Privacy Policy

Who we are

diagnosly ("diagnosly", "we", "us") provides multi-tenant fleet diagnostics and an on-device AI diagnostic assistant for Windows. We are the data controller for the account and billing data described below, and a data processor for the device telemetry we handle on your behalf.

Questions, requests, or complaints: privacy@diagnosly.co.uk.

Data we collect

• Account data (via sign-in). When you sign in with Google, we receive your email address, name, and Google account identifier from Google's OAuth service. We request only the openid, email, and profile scopes — we never request access to your Gmail, Drive, Calendar, or any other Google data. If you sign up with email and password, we store your email and a salted bcrypt hash of your password (never the password itself).
• Device telemetry. The agent you install (observer-core) reads performance counters, Windows event logs, and ETW events from machines you manage. A PII scrubber removes usernames, hostnames, MAC/IP addresses, SIDs, emails, secrets, and BitLocker keys on the device before any payload is sent.
• Diagnosis data. When you run an AI diagnosis, the (already-sanitised) telemetry and your prompt are processed by the LLM provider configured for your tenant in order to produce a result.
• Billing data. Payments and credit top-ups are processed by Stripe. We do not store your full card number; Stripe returns a token plus limited metadata (last four digits, card brand, billing country) that we retain for receipts and fraud prevention.
• Usage & session data. Authentication sessions, audit log entries (who did what, when), and basic technical logs.

How we use your data

• To create and secure your account and authenticate you at sign-in.
• To deliver the service — register devices, run diagnostics, and show results.
• To process payments, track credit balances, and send receipts.
• To maintain security, prevent abuse, and keep an audit trail.
• To send essential service communications (e.g. verification, billing, security notices).

We do not sell your personal data, and we do not use your telemetry or diagnosis data to train shared AI models.

Google user data

diagnosly's use and transfer of information received from Google APIs adheres to the Google API Services User Data Policy, including the Limited Use requirements. We use the email, name, and profile information received from Google solely to create and operate your diagnosly account. We do not transfer this information to third parties except as needed to provide the service, comply with the law, or as part of a merger or acquisition, and we do not use it for advertising.

Legal bases (UK GDPR / GDPR)

• Contract — to provide the service you signed up for.
• Legitimate interests — security, abuse prevention, and improving the service.
• Legal obligation — tax, accounting, and lawful requests.
• Consent — where required (you can withdraw it at any time).

Who we share data with (sub-processors)

We use a small set of vetted providers to run the service:

• Google — sign-in (OAuth).
• Stripe — payment processing.
• Cloudflare — DNS, TLS, and edge networking.
• Oracle Cloud — compute and the primary database.
• Vercel — hosting for this marketing site.
• Resend — transactional email.
• Anthropic / OpenAI — LLM diagnosis (using the API key configured for your tenant).

A current sub-processor list and a Data Processing Agreement are available on request at legal@diagnosly.co.uk.

Data retention

We keep account and billing data for as long as your account is active and as required for legal and accounting purposes after closure. Audit logs are retained per your plan (90 days on Pro, longer on Enterprise). Telemetry is retained only as long as needed to provide diagnostics and case memory.
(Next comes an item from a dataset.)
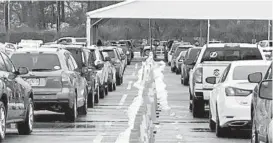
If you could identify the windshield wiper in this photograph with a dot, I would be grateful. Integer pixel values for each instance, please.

You can request deletion at any time (see below).

Your rights

Subject to applicable law, you can request access to, correction of, or deletion of your personal data; object to or restrict certain processing; and request a portable copy. To exercise any of these, email privacy@diagnosly.co.uk. You also have the right to lodge a complaint with your local data protection authority (in the UK, the Information Commissioner's Office).

Security

Data is encrypted in transit (TLS 1.3) and sensitive fields are encrypted at rest. Full detail of our security controls is on the Security page. To report a vulnerability, email security@diagnosly.co.uk.

Children

diagnosly is a business and IT tool not directed at children. We do not knowingly collect personal data from anyone under 16.

Changes

We may update this policy from time to time. Material changes will be reflected by the "Last updated" date above and, where appropriate, notified to you by email.